Sex hormones alter bacterial vaginal shedding and immune response to C muridarum (Cm) in infected ovariectomized mice. (A). EB shedding was monitored by chlamydial titer assays from C muridarum infected, hormone-treated mice for 21 days pi. Data shown represent the average (n= 12-29 mice/group/day) IFU/group ± SEM. (B) Flow cytometry analysis was performed to detect CD3 positive T cells in the genital tracts of mock- or Cm infected, hormone-treated OVT mice at day 10pi. Data shown represent the average (n= 12 mice/group) percentage of total cells measured ± SEM. Asterisks indicate significant differences (P ≤ 0.05). *Cm vs mock, **HF (Cm), ***P4 (Cm), vs experimental group. (C) The concentration of IFNϵ was detected in vaginal swab samples on day 3pi by ELISA. Data shown represent the average (n= 7 mice/group) IFNϵ concentration ± SEM. Asterisks (*) indicate significant differences between Cm and mock infection (P ≤ 0.05).

Figure 3

Estrogen receptors alter bacterial shedding, pathology, and the T cell response to C muridarum (Cm) in infected C57Bl/6 mice. (A).

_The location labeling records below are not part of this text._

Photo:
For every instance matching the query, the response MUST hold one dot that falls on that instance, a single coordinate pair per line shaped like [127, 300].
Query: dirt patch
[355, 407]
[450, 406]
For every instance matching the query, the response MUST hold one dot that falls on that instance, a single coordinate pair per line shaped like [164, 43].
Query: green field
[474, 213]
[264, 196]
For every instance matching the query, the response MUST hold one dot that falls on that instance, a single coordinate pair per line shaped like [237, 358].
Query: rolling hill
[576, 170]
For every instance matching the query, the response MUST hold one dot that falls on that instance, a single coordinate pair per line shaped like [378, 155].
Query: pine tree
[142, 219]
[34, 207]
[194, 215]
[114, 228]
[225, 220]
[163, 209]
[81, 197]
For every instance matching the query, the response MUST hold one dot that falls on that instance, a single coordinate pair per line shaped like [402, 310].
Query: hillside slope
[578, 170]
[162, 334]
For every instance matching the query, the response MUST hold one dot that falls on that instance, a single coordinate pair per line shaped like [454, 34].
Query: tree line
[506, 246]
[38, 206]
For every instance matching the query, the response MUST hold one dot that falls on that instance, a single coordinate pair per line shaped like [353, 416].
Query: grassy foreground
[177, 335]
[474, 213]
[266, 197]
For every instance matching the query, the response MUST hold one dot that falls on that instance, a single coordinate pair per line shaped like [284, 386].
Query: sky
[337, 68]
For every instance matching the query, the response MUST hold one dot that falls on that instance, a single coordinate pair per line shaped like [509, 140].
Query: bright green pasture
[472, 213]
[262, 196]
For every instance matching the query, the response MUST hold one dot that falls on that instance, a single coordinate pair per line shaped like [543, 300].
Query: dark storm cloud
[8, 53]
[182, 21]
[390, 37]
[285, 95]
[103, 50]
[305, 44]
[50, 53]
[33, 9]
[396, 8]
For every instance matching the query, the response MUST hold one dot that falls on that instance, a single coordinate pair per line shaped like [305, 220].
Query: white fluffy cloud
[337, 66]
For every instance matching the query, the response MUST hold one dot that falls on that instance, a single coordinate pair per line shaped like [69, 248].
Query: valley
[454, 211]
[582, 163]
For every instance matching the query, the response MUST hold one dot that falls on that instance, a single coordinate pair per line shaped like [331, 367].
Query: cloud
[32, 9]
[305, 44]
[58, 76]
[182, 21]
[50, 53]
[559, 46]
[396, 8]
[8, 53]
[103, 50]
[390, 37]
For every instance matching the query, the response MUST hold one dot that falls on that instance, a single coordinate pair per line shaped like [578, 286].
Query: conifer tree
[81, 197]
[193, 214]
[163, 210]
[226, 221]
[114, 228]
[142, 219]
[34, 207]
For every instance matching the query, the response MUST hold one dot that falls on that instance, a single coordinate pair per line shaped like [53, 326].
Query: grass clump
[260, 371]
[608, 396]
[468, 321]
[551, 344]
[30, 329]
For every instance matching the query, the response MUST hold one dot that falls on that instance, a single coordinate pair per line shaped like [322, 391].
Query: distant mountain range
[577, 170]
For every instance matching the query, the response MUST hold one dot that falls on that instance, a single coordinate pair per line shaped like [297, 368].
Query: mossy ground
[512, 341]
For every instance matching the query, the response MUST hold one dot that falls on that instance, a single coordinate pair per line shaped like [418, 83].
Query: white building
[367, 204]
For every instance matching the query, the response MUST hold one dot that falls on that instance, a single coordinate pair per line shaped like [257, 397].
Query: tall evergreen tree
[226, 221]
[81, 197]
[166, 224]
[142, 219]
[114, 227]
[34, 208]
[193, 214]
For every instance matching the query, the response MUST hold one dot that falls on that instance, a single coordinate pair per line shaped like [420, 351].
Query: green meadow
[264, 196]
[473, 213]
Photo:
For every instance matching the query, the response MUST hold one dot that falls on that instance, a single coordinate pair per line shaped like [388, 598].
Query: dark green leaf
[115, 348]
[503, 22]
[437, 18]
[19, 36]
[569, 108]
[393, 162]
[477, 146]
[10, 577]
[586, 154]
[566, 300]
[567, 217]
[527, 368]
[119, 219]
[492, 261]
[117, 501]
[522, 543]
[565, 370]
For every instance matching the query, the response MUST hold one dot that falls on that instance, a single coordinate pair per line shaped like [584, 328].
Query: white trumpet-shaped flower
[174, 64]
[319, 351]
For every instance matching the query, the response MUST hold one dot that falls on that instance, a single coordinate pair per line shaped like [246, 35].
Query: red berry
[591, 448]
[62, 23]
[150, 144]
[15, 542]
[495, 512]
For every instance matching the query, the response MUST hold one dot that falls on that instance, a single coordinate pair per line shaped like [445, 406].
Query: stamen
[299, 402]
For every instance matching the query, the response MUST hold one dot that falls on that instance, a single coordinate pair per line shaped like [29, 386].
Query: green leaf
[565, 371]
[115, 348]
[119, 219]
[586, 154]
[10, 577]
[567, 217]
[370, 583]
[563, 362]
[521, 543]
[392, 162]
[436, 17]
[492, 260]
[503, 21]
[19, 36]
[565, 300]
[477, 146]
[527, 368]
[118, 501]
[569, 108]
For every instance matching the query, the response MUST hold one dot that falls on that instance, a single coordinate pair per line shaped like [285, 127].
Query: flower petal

EB shedding was monitored by chlamydial titer assays from C muridarum infected C57Bl/6 WT, ERαKO or ERβKO mice for 21 days pi. Data shown represent the average (n= 24 mice/group/day) IFU/group ± SEM. (B). Gross genital tract pathology was assessed using the scoring criteria in Table 1 on day 9 or 21pi. Data shown represent the average pathology score ± SEM/group. (n=4-21mice/group/day) An asterisk (*) indicates significant difference from Cm-ERαKO D9pi, **Significantly different from Cm-ERαKO D21pi. (C) Flow cytometry analysis was performed to detect CD3 positive T cells in the genital tracts of mock or Cm-infected, hormone-treated OVT mice at day 9pi. Data shown represent the average (n=12 mice/group) percentage of total cells measured ± SEM. Asterisks indicate significant differences (P ≤ 0.05). *Cm vs mock, **ERαWT Cm vs Cm group, ***ERβWT Cm vs Cm group. (D-F). Fold changes in expression of genes determined to be significantly different using the CLC Bio Genomics Workbench RNAseq deferential expression analysis tool. (D). Comparisons between Cm-infected ERαKO and WT whole genital tracts (GT), or cervix, horn and ovary tissues. (E). Comparisons between Cm-infected ERαKO and ERβKO GTs. (F). Comparisons between Cm-infected ERαKO cervix, horn and ovary tissues. (G). The concentration of IFNϵ detected in vaginal swab samples on day 3pi by ELISA. Data shown represent the average (n= 4-9 mice/group) IFNϵ concentration ± SEM. Asterisks (*) indicate significant differences between Cm and mock infection (P ≤ 0.05).